排卵誘発は、手を加えないと排卵がおこらない、あるいは手を加えないと良い排卵がおこらない患者さんと、体外受精を行なう患者さんが適応になります。大きく分けて以下の2種類の排卵誘発方法があります。
1. 内服治療
患者さん自身の排卵をおこさせるホルモン(下垂体から分泌される2種類のホルモン、FSHとLH)の分泌を亢進させる方法で、内服薬で行ないます。
この種の内服薬には2種類あり、効果の弱い薬はセキソビッド、もう少しだけ効果の強い薬はクロミッドといいます。これらの薬は卵の成熟には効果がありますが、その反面女性ホルモン(エストロジェン)の作用を阻害してしまいます。そのため子宮内膜はやや薄く、頚管粘液の分泌は悪くなる傾向があります。セキソビッドは効果の弱い分、副作用もクロミッドほどではありません。
しかし内服療法では、以下に述べる注射による治療法と比較して、重篤な副作用はありませんし、体に対する大きな負担もありません。
2. HMG-HCG療法
もう一つは、外からFSH、LHのホルモンを投与する方法です。HMG製剤(パーゴナル、ヒュメゴン、パーゴグリーン、フェルティノームPなど)の注射を行ないます。
この方法は連日の注射が必要です。卵胞が至適な大きさになったところで、HCGという注射に切り換えて排卵をおこします。(HCGの注射がLHサージと同様の働きをもっているため、排卵を引きおこすことができます)
この方法は強力な排卵誘発方法であり、飲み薬で排卵がおこらなかった患者さんにも排卵をおこすことが可能となります。しかし、体外受精の項目でも述べますが、同時にいくつかの重篤な副作用が起きる可能性があります。
副作用
a)卵巣過剰刺激症候群(Ovarian Hyperstimulation Syndrome、OHSS)
強力に排卵をおこすことにより、卵巣が大きく腫れあがることがあります。通常3cm程度である卵巣が、排卵の前には4〜6cmになり、排卵後には6〜10cmにもなります。このため下腹部の張り感と多少の痛みが起きます。
また大量の女性ホルモンがでるために、お腹の中に水(腹水)が溜まります。

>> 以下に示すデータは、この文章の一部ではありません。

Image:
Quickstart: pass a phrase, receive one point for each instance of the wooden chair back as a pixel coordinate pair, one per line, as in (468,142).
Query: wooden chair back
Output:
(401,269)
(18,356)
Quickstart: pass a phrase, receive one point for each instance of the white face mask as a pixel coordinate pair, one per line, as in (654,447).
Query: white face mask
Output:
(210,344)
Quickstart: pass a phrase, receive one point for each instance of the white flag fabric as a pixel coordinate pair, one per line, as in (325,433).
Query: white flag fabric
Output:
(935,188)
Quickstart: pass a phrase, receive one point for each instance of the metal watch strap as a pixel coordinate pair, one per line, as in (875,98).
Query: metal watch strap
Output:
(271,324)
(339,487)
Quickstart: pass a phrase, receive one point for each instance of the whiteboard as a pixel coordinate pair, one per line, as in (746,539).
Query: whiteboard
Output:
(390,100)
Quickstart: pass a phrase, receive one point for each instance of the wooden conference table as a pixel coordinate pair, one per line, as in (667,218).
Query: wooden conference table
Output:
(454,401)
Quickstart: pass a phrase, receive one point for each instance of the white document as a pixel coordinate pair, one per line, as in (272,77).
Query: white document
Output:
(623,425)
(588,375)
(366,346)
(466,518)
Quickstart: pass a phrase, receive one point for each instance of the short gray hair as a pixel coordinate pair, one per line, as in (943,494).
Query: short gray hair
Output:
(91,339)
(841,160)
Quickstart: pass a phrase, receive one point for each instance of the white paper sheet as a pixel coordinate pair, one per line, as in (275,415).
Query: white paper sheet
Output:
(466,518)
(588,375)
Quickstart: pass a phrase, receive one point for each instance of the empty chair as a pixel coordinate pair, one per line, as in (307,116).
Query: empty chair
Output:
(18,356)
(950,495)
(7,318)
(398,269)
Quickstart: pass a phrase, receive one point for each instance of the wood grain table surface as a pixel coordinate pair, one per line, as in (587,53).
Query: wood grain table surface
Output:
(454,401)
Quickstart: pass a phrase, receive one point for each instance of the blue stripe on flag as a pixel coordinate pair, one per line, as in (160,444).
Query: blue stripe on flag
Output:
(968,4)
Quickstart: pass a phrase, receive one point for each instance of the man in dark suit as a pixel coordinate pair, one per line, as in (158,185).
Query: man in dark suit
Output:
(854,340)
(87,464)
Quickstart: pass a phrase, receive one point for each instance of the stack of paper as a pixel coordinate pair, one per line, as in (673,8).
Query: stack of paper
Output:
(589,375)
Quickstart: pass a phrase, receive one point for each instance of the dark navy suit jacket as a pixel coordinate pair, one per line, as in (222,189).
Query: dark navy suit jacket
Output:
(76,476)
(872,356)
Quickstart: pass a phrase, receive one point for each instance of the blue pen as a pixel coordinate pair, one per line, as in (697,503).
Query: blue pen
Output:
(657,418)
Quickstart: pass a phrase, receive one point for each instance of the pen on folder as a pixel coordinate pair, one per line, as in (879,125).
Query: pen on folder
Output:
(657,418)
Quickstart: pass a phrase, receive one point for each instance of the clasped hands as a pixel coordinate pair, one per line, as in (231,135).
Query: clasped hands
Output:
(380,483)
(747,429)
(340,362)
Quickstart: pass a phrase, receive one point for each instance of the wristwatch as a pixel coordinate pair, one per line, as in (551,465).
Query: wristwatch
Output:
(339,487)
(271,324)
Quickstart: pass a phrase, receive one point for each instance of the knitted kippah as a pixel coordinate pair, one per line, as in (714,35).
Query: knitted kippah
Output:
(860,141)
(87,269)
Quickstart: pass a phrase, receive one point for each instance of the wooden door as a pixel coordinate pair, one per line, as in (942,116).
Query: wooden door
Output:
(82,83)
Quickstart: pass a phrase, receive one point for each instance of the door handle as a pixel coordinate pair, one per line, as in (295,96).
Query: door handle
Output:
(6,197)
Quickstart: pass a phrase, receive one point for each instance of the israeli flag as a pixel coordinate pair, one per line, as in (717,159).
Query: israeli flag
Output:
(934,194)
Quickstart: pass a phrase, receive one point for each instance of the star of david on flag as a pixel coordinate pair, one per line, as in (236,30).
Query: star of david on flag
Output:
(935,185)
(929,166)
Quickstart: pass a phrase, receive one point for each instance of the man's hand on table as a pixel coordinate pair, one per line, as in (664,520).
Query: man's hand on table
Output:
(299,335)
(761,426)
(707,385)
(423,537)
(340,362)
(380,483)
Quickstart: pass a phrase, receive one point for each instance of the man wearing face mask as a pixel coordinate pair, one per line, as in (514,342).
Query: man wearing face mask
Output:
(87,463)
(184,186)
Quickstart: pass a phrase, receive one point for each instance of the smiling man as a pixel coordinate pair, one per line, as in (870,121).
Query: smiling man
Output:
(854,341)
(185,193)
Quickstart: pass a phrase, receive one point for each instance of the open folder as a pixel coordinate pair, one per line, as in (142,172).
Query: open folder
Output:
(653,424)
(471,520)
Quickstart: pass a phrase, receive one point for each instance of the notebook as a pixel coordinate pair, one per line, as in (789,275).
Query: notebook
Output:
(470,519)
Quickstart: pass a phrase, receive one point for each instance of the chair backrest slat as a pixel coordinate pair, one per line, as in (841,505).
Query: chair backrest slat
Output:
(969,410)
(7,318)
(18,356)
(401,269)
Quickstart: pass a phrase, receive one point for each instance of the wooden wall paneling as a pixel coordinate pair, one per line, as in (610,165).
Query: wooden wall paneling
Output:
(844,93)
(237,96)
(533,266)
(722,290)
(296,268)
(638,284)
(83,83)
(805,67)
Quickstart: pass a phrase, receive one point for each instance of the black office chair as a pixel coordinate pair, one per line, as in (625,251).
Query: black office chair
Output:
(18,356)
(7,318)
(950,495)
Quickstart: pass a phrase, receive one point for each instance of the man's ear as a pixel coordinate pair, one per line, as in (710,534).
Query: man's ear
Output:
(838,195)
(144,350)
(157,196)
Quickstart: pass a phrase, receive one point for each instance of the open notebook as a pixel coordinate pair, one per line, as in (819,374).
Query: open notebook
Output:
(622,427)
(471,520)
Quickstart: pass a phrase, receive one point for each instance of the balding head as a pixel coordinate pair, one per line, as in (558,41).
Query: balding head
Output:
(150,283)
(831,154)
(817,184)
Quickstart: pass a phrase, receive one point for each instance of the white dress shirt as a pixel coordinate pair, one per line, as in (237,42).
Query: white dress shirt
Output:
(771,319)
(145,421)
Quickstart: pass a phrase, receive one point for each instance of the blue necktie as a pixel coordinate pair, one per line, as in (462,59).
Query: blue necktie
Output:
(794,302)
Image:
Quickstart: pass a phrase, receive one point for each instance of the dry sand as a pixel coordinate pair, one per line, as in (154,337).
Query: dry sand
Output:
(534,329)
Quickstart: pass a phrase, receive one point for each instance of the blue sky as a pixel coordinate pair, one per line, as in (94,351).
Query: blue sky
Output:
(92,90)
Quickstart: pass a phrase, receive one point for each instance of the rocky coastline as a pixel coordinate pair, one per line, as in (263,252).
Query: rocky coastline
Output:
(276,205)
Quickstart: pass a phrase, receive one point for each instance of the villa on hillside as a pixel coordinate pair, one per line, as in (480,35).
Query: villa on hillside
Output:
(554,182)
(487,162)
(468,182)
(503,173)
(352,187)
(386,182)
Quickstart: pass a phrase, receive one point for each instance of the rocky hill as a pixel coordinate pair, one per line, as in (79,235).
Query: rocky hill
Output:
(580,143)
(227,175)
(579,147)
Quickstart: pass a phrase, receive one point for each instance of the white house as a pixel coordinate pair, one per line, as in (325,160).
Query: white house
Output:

自覚症状としてはスカート等の腰周りがきつくなり、体重が増加します。また口の渇きを感じ、ひどいときには胸水も溜まります。血液は濃縮されて固まりやすくなり、血栓症(脳梗塞など)を起こすことが、ごく稀にあります。(今まで数例の報告があります)
上記のような自覚症状がある場合には、すぐに病院に来ていただく必要がありますし、入院管理が必要になる場合もあります。妊娠していなければ1週間ほどで症状は治まってきますが、妊娠した場合にはこの症状は継続し、3カ月位続くこともあります。
b)卵巣茎捻転
大きく腫大した卵巣が捻れてしまう場合があります。卵巣(の茎部)が捻れると卵巣に流れ込む血液がストップしてしまうために、卵巣の組織の壊死(組織が死んでしまうこと)が起きてしまいます。口では言い表せないくらいの激痛、七転八倒の痛みが特徴的な症状です。滅多に起きることはありませんが、不幸にしてこのようなことになってしまった場合には、緊急開腹手術を行ない、卵巣を摘出せざるを得ません。
c)多胎妊娠
この治療法を用いると、多くの卵が一度に排卵するため、多胎妊娠になる場合があります。その中でも多くは双胎です。3胎、4胎となることは極めて稀ですが、可能性はあります。